Canadian Senator from Ontario
- In office 9 July 1984 – 24 March 1991
- Appointed by: John Turner

Member of Parliament for London East
- In office 25 June 1968 – 9 July 1984
- Preceded by: Electoral District created
- Succeeded by: Jim Jepson

Personal details
- Born: 24 March 1916 Toronto, Ontario, Canada
- Died: 10 January 1993 (aged 76)
- Party: Liberal Party of Canada

= Charles Turner (Canadian politician) =

Canadian politician (1916–1993)

Charles Robert Turner (24 March 1916 - 10 January 1993) was a Liberal party member of the House of Commons of Canada and later became a member of the Senate of Canada.
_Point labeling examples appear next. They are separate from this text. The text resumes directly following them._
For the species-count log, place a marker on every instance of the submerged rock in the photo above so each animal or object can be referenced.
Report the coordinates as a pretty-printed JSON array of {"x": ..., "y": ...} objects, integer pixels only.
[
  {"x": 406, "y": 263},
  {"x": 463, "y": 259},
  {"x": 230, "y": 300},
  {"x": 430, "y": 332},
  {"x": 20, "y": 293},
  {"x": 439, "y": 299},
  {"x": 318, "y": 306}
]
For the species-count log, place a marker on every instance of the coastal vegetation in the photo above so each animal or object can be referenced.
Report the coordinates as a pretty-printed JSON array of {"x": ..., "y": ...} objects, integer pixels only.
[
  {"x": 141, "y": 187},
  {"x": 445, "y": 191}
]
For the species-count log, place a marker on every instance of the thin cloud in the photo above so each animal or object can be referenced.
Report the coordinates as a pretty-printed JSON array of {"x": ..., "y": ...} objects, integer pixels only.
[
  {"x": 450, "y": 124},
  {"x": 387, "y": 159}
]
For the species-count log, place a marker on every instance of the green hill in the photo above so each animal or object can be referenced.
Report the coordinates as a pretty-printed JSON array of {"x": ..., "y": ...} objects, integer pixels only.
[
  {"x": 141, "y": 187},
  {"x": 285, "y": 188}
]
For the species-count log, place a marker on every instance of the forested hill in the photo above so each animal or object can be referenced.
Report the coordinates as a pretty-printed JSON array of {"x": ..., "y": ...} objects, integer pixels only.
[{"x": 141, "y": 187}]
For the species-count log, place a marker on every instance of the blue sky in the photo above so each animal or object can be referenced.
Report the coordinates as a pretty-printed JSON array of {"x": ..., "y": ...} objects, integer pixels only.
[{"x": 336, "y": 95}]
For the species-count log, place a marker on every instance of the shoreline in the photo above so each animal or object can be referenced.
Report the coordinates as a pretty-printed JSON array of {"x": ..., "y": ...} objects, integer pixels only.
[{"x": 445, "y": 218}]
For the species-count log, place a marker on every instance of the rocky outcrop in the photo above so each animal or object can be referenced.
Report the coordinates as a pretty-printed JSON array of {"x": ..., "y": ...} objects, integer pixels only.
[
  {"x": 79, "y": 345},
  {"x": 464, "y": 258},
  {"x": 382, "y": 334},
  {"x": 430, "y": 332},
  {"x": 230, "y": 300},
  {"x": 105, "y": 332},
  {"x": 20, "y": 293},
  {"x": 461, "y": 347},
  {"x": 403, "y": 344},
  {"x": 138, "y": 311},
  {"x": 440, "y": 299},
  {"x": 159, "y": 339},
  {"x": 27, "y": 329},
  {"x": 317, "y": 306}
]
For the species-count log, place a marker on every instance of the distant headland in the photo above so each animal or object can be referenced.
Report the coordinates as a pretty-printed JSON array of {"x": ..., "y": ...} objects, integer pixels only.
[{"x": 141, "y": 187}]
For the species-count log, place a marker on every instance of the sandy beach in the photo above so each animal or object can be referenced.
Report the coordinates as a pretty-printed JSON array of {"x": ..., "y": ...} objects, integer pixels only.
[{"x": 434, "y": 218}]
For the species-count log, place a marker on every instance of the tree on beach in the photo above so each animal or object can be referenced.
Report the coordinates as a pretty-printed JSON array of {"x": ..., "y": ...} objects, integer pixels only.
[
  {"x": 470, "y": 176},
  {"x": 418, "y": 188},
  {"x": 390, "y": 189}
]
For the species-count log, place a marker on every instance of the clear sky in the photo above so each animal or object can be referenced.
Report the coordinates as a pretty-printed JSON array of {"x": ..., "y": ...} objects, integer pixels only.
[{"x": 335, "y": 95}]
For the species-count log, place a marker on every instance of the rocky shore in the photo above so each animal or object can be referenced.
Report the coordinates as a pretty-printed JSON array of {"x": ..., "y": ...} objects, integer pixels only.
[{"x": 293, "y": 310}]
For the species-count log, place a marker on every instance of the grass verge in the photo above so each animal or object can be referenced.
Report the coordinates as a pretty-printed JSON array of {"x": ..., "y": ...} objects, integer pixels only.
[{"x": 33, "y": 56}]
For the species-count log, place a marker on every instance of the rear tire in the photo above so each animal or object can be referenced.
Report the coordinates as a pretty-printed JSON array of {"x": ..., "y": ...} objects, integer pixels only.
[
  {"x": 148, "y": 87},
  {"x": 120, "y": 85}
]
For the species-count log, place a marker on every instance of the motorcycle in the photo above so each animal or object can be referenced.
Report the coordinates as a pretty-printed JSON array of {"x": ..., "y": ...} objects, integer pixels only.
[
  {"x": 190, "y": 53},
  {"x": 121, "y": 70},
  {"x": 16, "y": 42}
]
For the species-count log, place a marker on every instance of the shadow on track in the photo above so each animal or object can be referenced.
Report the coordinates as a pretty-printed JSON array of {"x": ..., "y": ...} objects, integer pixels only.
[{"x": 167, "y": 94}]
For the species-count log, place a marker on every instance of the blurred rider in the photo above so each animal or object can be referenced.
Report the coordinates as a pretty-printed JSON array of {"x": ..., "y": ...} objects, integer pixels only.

Born in Toronto, Ontario, he became a locomotive engineer by career.

==Background==
Turner represented the Ontario riding of London East at which he was elected in 1968 and re-elected in 1972, 1974, 1979 and 1980. During his terms in the House of Commons, Turner served as a Parliamentary Secretary, as Deputy Chairman of the Committee of the Whole (an Assistant Deputy Speaker) and finally as Chief Government Whip from 1980 to 1984.

After serving five successive terms from the 28th to 32nd Canadian Parliaments, he was appointed to the Senate in 1984 as recommended by Prime Minister John Turner.